SANTO DOMINGO. – Präsident Luis Abinader leitete am Mittwoch die Grundsteinlegung für die Verlängerung der Linie 1 der Metro Santo Domingo von der Station Mamá Tingó nach Punta de Villa Mella, um weiterhin Alternativen zum stockenden Verkehr im Großraum Santo Domingo anzubieten.
Das vom Amt für die Neuorganisation des Verkehrswesens (OPRET) geleitete Projekt umfasst den Bau zweier Bahnhöfe in der Nähe des Bildungszentrums Ramón Matías Mella und der Gemeinde San Felipe. Diese werden Teil des integrierten Verkehrssystems Santo Domingo Metro-Seilbahn sein. Zum Projekt gehören außerdem ein neues, rund 2,5 Kilometer langes Viadukt und ein 14-spuriges Bahnbetriebswerk.
Die Behörde gab in einer Pressemitteilung bekannt, dass das neue Betriebswerk strategisch günstig für die Abstell- und Wartungsgleise von Zügen gelegen sein wird und dass das Projekt auch ein Parkhaus umfasst.

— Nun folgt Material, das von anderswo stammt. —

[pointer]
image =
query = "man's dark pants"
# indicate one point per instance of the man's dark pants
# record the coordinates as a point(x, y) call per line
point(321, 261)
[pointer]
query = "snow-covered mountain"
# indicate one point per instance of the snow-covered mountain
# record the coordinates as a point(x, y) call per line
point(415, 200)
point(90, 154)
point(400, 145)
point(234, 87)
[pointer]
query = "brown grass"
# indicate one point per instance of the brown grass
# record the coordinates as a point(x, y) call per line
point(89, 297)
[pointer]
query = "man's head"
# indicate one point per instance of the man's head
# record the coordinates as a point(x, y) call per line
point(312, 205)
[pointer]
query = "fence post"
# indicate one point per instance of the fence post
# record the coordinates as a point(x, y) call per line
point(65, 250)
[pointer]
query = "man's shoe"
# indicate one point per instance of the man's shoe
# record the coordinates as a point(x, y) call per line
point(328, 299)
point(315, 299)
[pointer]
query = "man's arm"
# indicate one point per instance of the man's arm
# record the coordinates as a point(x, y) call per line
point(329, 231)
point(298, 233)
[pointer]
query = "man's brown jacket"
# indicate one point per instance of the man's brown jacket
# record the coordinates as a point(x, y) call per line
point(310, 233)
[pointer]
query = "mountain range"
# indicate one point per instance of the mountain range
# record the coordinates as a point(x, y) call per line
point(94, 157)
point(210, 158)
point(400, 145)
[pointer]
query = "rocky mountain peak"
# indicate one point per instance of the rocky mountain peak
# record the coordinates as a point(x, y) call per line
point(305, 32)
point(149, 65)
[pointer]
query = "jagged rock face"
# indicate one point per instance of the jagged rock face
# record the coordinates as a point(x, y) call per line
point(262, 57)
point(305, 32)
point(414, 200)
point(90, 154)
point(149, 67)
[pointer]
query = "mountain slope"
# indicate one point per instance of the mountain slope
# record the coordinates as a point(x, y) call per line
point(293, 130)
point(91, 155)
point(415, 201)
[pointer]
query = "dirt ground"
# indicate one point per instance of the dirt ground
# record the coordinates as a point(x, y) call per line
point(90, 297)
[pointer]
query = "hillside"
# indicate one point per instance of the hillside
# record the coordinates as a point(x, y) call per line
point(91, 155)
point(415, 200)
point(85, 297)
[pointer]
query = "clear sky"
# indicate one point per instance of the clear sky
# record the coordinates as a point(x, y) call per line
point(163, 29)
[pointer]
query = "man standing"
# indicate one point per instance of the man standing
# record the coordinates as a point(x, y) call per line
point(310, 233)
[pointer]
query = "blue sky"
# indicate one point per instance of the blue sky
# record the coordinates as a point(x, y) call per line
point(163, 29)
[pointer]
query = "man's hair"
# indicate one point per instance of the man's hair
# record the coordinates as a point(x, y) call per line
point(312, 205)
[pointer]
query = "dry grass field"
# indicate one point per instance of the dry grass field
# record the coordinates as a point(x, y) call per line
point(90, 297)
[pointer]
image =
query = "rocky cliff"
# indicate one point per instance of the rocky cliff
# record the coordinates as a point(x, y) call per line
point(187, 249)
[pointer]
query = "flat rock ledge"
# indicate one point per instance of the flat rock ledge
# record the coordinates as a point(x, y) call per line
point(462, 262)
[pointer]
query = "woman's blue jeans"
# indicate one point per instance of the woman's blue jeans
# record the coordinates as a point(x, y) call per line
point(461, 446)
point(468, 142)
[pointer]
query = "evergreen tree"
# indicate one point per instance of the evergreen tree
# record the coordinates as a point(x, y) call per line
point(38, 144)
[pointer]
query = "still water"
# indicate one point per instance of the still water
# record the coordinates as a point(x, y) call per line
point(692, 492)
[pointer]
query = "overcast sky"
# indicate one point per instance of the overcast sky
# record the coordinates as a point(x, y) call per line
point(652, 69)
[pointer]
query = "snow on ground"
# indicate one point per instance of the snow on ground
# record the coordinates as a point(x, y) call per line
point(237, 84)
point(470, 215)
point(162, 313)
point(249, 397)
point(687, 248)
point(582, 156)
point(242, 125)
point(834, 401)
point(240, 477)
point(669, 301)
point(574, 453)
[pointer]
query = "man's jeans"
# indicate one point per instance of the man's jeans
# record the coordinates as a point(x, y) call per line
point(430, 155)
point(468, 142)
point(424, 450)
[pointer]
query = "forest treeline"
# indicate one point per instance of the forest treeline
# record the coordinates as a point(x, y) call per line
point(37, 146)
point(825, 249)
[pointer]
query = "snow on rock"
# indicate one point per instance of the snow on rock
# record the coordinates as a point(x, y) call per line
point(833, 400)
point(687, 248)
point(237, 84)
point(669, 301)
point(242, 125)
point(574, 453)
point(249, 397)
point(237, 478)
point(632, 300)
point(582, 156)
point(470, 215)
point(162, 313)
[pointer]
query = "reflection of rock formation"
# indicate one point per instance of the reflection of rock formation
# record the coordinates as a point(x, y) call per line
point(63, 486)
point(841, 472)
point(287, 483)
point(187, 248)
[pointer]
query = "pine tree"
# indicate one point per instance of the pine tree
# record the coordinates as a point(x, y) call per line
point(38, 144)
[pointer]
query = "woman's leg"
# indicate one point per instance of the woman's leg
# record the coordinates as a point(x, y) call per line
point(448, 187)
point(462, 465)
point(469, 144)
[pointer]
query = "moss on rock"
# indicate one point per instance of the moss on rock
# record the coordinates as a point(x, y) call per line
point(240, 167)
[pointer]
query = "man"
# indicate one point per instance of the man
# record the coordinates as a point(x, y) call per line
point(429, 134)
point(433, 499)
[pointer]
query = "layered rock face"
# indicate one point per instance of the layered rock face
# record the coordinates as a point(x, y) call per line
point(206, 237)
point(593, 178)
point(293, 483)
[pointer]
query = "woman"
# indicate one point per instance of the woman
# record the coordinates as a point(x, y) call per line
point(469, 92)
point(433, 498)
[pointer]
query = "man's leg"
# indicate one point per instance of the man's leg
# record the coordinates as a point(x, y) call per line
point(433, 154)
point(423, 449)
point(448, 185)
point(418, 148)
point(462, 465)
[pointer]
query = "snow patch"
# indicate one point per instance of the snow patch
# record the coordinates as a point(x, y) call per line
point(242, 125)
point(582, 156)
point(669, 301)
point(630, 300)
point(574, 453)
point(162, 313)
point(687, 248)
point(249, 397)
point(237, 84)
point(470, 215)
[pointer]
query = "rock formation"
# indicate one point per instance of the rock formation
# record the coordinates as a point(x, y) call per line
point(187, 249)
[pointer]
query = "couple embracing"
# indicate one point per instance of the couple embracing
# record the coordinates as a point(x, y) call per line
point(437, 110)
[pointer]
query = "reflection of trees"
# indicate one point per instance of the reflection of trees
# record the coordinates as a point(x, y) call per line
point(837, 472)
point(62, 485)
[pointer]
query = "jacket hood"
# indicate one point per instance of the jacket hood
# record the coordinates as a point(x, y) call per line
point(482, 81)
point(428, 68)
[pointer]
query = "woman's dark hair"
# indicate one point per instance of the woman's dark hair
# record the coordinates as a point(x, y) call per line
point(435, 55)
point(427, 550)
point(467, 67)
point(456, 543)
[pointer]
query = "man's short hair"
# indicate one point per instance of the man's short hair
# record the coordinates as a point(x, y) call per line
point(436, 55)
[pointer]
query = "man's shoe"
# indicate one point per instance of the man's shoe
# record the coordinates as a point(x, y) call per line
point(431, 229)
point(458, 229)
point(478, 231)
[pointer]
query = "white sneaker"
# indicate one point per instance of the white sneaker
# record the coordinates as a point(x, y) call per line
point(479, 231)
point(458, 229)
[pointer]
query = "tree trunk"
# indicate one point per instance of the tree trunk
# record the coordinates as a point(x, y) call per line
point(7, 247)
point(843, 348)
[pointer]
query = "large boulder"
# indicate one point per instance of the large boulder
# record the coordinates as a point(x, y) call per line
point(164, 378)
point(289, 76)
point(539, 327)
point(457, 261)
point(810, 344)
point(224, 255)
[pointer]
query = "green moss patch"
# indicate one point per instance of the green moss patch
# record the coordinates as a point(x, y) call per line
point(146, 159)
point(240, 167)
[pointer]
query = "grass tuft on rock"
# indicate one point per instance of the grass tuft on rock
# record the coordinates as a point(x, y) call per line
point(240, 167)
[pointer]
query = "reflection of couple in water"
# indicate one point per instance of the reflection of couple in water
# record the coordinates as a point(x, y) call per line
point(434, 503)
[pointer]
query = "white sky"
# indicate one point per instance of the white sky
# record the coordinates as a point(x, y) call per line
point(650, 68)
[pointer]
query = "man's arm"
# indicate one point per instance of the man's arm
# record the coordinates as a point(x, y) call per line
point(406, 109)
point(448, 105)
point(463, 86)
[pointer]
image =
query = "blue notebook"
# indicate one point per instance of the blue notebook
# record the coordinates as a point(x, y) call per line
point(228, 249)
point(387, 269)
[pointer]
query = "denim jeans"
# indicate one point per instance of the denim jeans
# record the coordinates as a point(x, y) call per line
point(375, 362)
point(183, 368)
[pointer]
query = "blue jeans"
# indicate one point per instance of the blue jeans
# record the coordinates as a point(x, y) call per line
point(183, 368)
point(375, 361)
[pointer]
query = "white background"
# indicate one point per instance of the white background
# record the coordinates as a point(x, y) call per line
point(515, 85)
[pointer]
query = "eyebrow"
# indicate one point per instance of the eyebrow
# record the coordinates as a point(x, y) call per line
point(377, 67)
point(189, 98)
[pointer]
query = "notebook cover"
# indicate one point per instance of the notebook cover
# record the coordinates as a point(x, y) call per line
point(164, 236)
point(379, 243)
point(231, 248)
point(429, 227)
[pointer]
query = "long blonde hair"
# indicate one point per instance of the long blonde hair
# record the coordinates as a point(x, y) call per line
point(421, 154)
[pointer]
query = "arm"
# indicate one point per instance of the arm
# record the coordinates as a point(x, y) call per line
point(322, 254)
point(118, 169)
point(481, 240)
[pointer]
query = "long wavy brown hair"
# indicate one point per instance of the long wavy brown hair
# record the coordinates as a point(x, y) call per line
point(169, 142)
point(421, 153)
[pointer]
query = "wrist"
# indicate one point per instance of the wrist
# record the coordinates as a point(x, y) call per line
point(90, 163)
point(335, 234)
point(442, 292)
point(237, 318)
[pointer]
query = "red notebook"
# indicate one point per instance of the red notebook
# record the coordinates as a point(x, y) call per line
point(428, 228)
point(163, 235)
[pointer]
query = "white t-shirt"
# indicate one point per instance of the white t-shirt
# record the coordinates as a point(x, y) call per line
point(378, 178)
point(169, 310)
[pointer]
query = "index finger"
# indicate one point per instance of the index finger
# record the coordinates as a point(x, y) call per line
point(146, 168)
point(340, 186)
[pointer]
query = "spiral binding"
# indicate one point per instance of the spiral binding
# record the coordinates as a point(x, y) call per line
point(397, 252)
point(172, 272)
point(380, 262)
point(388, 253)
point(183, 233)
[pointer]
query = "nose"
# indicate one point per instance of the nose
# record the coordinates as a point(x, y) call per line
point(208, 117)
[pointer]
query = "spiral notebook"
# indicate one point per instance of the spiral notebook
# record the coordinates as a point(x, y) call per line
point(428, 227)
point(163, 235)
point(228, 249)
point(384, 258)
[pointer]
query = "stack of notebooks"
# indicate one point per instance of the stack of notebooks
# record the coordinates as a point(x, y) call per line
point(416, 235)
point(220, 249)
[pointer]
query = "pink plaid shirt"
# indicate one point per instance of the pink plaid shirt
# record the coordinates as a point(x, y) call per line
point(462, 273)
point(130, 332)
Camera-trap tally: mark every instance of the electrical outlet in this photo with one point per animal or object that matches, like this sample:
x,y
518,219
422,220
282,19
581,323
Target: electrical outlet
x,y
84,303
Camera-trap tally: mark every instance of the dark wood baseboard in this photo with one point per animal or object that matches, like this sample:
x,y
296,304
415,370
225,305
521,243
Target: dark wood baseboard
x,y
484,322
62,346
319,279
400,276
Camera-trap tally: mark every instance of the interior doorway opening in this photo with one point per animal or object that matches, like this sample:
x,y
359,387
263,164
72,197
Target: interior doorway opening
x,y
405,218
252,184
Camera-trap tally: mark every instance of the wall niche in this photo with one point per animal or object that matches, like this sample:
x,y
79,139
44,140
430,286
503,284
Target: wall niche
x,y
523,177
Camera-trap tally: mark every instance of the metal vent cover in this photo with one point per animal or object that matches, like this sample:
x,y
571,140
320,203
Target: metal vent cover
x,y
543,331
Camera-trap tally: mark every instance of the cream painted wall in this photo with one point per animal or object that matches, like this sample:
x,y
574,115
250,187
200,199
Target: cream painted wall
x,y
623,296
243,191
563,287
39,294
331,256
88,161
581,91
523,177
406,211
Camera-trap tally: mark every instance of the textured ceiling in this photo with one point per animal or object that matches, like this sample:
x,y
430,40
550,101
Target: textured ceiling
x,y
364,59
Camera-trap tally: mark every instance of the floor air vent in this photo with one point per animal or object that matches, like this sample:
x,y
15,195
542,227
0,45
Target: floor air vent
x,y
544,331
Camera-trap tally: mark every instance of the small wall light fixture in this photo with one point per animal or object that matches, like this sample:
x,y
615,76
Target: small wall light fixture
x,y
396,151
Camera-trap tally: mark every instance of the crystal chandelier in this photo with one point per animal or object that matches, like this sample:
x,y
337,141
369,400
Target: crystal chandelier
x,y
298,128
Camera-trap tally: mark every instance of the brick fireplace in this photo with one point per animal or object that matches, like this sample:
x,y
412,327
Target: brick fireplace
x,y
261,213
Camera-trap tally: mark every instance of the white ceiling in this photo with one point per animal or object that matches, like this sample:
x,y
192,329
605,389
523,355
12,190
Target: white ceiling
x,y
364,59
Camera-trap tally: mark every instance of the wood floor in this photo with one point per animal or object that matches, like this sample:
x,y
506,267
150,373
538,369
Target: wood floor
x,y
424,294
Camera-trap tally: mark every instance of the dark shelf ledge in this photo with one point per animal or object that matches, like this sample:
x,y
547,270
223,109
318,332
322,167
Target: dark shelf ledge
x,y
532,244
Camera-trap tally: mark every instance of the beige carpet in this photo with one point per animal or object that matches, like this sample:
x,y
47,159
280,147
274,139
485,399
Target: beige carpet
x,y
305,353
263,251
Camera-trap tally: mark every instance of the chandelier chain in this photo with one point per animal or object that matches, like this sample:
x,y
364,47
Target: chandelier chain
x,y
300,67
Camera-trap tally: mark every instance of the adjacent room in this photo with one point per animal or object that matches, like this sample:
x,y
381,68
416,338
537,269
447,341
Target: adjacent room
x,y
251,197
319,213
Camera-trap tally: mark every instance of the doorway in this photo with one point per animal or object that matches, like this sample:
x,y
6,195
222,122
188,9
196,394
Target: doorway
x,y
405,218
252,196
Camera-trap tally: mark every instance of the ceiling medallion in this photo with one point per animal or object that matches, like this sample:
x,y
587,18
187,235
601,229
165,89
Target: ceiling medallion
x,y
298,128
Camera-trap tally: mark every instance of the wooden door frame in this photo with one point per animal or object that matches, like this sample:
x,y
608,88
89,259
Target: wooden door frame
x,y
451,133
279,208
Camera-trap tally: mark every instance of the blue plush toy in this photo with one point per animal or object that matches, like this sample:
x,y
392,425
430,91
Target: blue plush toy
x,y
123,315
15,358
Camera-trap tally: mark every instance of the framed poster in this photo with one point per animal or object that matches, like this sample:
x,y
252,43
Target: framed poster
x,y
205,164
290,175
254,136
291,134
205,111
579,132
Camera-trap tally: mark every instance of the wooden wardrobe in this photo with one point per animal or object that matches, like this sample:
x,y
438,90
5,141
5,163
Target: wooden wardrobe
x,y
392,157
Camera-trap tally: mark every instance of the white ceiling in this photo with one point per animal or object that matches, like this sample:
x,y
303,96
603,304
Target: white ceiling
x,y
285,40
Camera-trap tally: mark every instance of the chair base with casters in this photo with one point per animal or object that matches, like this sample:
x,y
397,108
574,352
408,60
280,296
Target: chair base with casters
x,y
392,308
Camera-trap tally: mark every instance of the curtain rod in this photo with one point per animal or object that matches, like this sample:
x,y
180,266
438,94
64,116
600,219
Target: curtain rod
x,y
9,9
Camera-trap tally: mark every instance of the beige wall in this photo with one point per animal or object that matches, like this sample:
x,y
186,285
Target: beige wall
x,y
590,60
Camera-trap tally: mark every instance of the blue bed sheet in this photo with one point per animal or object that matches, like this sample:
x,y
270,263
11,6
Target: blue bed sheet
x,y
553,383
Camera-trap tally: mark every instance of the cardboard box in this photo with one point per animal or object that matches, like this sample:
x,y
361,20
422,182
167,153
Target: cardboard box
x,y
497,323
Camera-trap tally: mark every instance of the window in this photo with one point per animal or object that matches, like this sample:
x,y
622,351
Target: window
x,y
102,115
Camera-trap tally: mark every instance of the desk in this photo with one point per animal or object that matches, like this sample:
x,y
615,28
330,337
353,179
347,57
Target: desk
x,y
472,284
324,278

Diese neue Regierungsinitiative zur Verbesserung der Mobilität im Großraum Santo Domingo stellt eine Investition von rund 187 Millionen US-Dollar dar und soll in etwa 36 Monaten abgeschlossen sein.
Bei der Grundsteinlegung bekräftigte Präsident Abinader das Engagement seiner Regierung für die Transformation des dominikanischen Verkehrssystems und die Bereitstellung schnellerer, sichererer und zuverlässigerer Transportmöglichkeiten.
„Unser Ziel geht über die reine Infrastrukturschaffung hinaus. Wir wollen die Mobilität in Santo Domingo verbessern und sie inklusiver, schneller und nachhaltiger gestalten. Dieses Projekt ist ein Schritt hin zur territorialen Integration und zur Optimierung des öffentlichen Dienstes, von dem jeder Bürger im Alltag profitiert“, erklärte Abinader.

Spatenstich für den Ausbau der Metro Santo Domingo. (Externe Quelle).
Der Präsident hob zudem die positiven Umweltauswirkungen dieses Projekts im Hinblick auf die notwendigen Anpassungs- und Minderungsmaßnahmen zum Klimaschutz hervor.
„Ich möchte die positiven Umweltauswirkungen besonders betonen: Jede Investition in diese Art des Transports führt zu geringeren Emissionen schädlicher Gase und trägt somit zu einem grüneren Santo Domingo und zur Anpassung an den Klimawandel bei, dessen Auswirkungen wir als Inselstaat bereits spüren“, erklärte Abinader.
Rafael Santos Pérez, Exekutivdirektor von OPRET, bekräftigte seinerseits, dass seine Regierung sich weiterhin für die Entwicklung und Verbesserung des Schienenverkehrs einsetzt.
„Seien Sie versichert, dass wir dieses Projekt unter Einhaltung der Prinzipien von Effizienz und Transparenz durchführen und dabei stets das öffentliche Interesse wahren. Wir stellen sicher, dass jeder investierte Peso objektiv eingesetzt wird, damit Ihre Anstrengung – die Anstrengung aller Dominikaner – zum Gemeinwohl beiträgt, die Lebensqualität der Menschen in diesem Bezirk verbessert und dem Land beweist, dass der öffentliche Sektor effiziente und funktionale Projekte realisieren kann“, erklärte Santos Pérez.
Die Linie 1B der Metro Santo Domingo verspricht, die urbane Mobilität weiter zu verbessern, die Vernetzung und Erreichbarkeit zu optimieren und einen saubereren und effizienteren Verkehr zu fördern.
Gleichzeitig wird sie die Verkehrsstaus in der Region deutlich reduzieren. Dieses Projekt verspricht eine signifikante Entlastung des Verkehrs im Norden der Stadt, betont die Pressemitteilung.